Paul Auster nunca fue una casualidad

Paul Auster nunca fue una casualidad

Tenía una de esas edades indeterminadas que nos regala la adolescencia. Esa época pletórica en que uno se considera un maldito genio por descubrir el Mediterráneo. Llevaba un libro de Jünger, «Eumeswil», porque por entonces la falta de ego se subsanaba con esnobismo y metiéndose en lecturas de esa eslora. El librero, un tipo más quemado que el incienso, me atajó en el pasillo con sorna. «Pero, ¿a dónde vas con eso, chaval? Anda, toma este y dame las gracias». El tipo me quitó de la mano la apuesta de esa tarde y en su lugar me dejó la de un fulano del que jamás había oído hablar. Aquella lectura no duró demasiado para ser sinceros (a esa edad, las tardes duran lo mismo que una semana). Pero a los pocos días me sucedió la misma anécdota que a su protagonista: recibí en casa la llamada de un hombre que preguntaba por una agencia de detectives. ¿Era posible? ¿Cómo debía contestar? ¿Qué ocurriría si digo que sí? ¿Me convertiría en un personaje literario?

Durante un instante vacilé. Llegué a plantearme si eso le sucedería a todos los lectores de «Ciudad de cristal», si estaría, por fin, ante uno de esos legendarios libros malditos de los que hablan tantas leyendas. Al final, respondí que se había equivocado de número y al colgar sentí la punzada del lógico arrepentimiento que hubiera tenido cualquier otro en mi lugar (aún la siento en ocasiones). La anécdota me convirtió en un fiel devoto de ese autor (solamente años más tarde descubrí que él había vivido un suceso semejante y que ese hecho fue el origen de su libro).

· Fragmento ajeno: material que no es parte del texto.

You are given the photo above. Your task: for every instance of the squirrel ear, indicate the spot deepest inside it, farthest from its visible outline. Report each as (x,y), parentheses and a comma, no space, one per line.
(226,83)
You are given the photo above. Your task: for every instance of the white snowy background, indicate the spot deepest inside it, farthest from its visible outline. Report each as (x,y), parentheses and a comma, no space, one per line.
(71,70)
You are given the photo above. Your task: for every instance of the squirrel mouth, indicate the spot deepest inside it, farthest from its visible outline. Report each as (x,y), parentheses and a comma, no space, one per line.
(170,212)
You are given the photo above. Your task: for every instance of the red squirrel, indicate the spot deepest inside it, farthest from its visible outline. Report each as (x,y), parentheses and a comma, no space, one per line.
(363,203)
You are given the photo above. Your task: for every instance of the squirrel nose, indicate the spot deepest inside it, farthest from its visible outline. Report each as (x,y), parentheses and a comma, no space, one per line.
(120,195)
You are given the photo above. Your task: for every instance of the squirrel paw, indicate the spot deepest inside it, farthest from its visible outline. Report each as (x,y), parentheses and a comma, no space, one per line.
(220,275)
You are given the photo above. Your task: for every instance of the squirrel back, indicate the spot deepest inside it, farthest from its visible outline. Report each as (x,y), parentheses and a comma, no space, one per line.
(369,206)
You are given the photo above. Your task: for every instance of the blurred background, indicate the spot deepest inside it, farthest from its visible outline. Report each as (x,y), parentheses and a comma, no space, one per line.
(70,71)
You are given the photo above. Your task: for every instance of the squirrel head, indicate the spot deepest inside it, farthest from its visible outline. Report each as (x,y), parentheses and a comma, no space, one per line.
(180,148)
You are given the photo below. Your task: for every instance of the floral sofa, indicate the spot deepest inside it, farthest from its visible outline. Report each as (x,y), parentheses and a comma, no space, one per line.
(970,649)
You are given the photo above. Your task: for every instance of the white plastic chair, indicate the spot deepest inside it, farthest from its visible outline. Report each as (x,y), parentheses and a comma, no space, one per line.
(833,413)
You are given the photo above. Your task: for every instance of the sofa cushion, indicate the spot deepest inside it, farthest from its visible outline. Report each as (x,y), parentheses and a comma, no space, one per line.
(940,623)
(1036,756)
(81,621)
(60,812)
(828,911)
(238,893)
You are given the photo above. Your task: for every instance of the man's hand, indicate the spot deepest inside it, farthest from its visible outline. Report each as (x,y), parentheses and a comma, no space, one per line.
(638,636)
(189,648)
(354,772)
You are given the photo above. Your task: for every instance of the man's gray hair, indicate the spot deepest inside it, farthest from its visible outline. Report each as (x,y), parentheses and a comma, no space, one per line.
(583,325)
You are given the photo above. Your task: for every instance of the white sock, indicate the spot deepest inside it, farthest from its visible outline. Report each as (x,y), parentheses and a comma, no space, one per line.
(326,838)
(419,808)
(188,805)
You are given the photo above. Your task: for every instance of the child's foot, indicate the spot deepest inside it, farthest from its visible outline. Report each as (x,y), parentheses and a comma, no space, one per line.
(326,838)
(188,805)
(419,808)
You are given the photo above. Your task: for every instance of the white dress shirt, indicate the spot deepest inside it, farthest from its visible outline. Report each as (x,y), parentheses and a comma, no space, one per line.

En los meses posteriores leí el resto de sus novelas con la fruición de las personas que se sienten en comunión con un tipo que vivía en las antípodas de uno (por esos años, Nueva York resultaba tan inalcanzable para mí como las islas Aleutianas). El azar me puso en el carril de una carrera que jamás había barajado: el periodismo. El tiempo, después, hizo de crupier, repartió cartas y un día (luego habría más) me puso delante de aquel escritor. Lo que más me impresionó de Paul Auster fue la mirada glauca, con esa profundidad negra que dan siempre las pupilas. Y ese brillo que se me antojó como un guiño cómplice, como los que suceden en todo lo que es fruto de la anécdota o la casualidad.